Time management, communication, professionalism, movement to action and a multitude of others are skills like any other. You weren’t born knowing how to tie a tie or be polite to customers. And these are muscles that you have to exercise to be good at them. When you stop doing them for any length of time these muscles atrophy. And when you are out of a professional environment you lose those skills slowly and after a while it becomes obvious in interviews. Some people can fake it will but it’s often easy to spot. Employers don’t want those people. People who can’t be professional grate on everyone who can. Gaining these skills back is difficult outside of work but it’s not impossible but it take discipline something that will probably also take a hit if you don’t work for a while. Some people are self-disciplined and self-motivating.
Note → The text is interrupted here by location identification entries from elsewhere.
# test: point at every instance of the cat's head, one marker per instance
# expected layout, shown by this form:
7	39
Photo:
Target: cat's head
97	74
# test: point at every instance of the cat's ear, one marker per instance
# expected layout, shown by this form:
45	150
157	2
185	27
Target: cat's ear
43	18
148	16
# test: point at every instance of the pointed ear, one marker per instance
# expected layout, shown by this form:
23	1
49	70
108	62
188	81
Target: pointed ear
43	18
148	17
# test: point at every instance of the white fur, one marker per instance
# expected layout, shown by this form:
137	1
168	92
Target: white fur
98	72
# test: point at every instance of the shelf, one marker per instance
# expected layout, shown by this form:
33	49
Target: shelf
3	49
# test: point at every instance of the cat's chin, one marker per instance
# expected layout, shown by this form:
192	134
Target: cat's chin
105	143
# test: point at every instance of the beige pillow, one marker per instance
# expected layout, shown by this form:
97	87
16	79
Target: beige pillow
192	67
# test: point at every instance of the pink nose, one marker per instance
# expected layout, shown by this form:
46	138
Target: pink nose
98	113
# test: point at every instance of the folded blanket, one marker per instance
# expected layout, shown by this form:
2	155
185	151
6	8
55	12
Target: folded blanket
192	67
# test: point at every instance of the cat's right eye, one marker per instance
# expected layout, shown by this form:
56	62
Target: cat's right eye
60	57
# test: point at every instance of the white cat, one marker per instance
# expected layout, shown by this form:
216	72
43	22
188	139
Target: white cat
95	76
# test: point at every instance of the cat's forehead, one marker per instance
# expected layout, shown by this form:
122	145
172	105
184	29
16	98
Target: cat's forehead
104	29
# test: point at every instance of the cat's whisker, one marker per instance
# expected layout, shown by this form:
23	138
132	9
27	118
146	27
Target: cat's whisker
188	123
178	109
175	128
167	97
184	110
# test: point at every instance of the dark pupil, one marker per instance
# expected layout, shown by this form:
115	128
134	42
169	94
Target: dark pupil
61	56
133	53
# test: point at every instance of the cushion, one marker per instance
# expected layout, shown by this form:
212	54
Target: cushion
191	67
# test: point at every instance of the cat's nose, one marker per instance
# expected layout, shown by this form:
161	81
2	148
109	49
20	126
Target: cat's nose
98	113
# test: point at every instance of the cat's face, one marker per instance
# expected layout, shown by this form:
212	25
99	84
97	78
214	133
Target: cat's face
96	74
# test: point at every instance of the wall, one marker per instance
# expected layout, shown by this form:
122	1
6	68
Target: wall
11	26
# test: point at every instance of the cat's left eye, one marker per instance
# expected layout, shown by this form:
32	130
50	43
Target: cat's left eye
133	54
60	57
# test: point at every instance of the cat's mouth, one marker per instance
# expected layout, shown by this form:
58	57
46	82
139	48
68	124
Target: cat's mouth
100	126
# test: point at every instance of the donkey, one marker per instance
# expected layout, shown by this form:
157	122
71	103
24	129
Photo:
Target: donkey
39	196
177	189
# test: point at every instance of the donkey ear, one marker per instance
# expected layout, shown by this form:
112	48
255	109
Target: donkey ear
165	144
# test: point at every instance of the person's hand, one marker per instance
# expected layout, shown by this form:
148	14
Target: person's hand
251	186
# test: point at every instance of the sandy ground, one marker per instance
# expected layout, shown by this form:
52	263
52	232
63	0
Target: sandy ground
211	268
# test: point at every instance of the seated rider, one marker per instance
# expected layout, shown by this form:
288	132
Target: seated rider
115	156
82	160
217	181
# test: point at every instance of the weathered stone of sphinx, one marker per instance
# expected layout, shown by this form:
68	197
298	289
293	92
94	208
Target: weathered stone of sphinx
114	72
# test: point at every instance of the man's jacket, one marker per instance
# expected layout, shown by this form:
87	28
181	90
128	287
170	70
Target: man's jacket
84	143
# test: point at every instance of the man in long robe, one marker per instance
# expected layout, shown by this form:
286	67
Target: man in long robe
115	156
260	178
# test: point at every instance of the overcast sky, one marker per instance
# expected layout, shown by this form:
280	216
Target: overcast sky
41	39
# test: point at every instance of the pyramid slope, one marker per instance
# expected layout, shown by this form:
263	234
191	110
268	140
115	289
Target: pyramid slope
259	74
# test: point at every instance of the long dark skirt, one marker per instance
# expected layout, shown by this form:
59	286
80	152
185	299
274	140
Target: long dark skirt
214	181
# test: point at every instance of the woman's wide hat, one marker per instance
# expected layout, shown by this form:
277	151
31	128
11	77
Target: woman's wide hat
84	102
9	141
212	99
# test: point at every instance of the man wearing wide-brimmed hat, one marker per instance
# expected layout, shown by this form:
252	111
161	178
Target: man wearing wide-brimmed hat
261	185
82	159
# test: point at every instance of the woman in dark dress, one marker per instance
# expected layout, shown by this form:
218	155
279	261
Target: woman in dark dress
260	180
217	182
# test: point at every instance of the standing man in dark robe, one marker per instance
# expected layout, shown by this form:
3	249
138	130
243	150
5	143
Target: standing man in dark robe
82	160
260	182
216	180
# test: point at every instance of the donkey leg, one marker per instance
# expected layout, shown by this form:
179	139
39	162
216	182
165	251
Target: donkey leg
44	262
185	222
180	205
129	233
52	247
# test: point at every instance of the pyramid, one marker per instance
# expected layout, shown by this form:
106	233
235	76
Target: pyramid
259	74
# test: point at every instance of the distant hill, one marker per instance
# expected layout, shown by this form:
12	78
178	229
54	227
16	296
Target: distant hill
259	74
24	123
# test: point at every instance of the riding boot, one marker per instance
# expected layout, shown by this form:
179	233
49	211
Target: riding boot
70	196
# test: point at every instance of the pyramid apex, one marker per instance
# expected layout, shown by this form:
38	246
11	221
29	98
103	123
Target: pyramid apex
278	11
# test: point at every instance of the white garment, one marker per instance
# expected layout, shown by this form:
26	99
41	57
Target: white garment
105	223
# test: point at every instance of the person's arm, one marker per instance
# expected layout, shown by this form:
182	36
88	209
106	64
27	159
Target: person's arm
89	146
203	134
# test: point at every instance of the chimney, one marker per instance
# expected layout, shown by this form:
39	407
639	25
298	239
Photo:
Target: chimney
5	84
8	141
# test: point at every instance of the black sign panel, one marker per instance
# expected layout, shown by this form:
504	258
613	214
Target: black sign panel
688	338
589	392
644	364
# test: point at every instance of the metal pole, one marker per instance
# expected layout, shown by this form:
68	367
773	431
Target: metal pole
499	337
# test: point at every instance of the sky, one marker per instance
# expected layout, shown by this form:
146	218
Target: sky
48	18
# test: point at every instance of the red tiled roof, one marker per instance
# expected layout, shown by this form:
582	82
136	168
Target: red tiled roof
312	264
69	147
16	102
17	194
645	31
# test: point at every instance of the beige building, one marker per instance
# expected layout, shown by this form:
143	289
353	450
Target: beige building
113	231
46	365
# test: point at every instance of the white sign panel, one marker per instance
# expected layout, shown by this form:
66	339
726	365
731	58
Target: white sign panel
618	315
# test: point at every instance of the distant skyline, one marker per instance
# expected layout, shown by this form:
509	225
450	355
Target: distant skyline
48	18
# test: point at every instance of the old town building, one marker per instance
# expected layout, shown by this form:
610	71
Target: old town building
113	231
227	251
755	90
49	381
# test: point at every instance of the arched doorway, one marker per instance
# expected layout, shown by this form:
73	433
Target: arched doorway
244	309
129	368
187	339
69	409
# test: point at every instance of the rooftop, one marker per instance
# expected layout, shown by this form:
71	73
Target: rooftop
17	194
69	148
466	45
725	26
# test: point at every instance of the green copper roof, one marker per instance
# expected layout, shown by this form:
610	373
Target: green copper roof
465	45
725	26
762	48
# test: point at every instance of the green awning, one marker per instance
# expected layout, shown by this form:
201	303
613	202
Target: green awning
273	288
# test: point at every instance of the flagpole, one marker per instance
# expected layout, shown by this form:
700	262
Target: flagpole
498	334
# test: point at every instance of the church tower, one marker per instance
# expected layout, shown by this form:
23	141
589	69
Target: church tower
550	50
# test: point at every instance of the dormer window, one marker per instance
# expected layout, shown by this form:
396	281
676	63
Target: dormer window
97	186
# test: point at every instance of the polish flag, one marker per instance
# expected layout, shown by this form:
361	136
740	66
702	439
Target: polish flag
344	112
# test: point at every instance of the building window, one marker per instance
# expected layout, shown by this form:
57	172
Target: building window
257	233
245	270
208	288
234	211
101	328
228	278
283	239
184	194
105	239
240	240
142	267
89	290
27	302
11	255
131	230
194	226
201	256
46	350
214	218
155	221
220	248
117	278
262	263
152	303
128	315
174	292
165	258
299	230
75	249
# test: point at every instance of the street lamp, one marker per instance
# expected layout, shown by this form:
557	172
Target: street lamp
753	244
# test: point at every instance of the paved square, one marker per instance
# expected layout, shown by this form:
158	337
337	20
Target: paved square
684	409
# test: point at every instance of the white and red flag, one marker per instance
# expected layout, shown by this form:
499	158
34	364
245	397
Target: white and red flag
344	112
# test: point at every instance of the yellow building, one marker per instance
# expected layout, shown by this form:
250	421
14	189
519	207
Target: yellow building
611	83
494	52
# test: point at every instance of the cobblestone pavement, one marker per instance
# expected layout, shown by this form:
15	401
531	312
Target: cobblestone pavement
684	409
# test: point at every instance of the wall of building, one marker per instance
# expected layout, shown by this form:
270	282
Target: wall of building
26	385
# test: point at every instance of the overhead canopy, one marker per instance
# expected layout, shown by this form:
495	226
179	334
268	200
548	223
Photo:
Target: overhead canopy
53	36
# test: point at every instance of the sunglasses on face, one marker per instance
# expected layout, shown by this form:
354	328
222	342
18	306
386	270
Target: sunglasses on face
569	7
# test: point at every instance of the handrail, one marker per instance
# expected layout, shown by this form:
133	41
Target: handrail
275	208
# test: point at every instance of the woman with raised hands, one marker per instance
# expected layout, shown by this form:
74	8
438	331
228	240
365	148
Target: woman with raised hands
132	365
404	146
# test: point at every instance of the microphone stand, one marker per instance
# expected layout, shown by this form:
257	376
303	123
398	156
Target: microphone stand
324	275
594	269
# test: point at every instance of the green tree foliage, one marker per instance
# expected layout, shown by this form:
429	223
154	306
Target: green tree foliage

Most people however require a framework to support this. Work is a great framework for that. You need to be somewhere every day and be polite and nice to people usually under stress. When you are unemployed that usually goes away. How many people who are unemployed spring out of bed at the stroke of 8 each morning and go and do something constructive? I don’t have the actual figures in front of me but I’d bet it’s in the low teens. Add a cold morning to that and I’d bet that it dips to single figures. And you might be going “Well I’d totally be one of those people” but try it for a year, try it for two years. No reason to get up? Usually people don’t.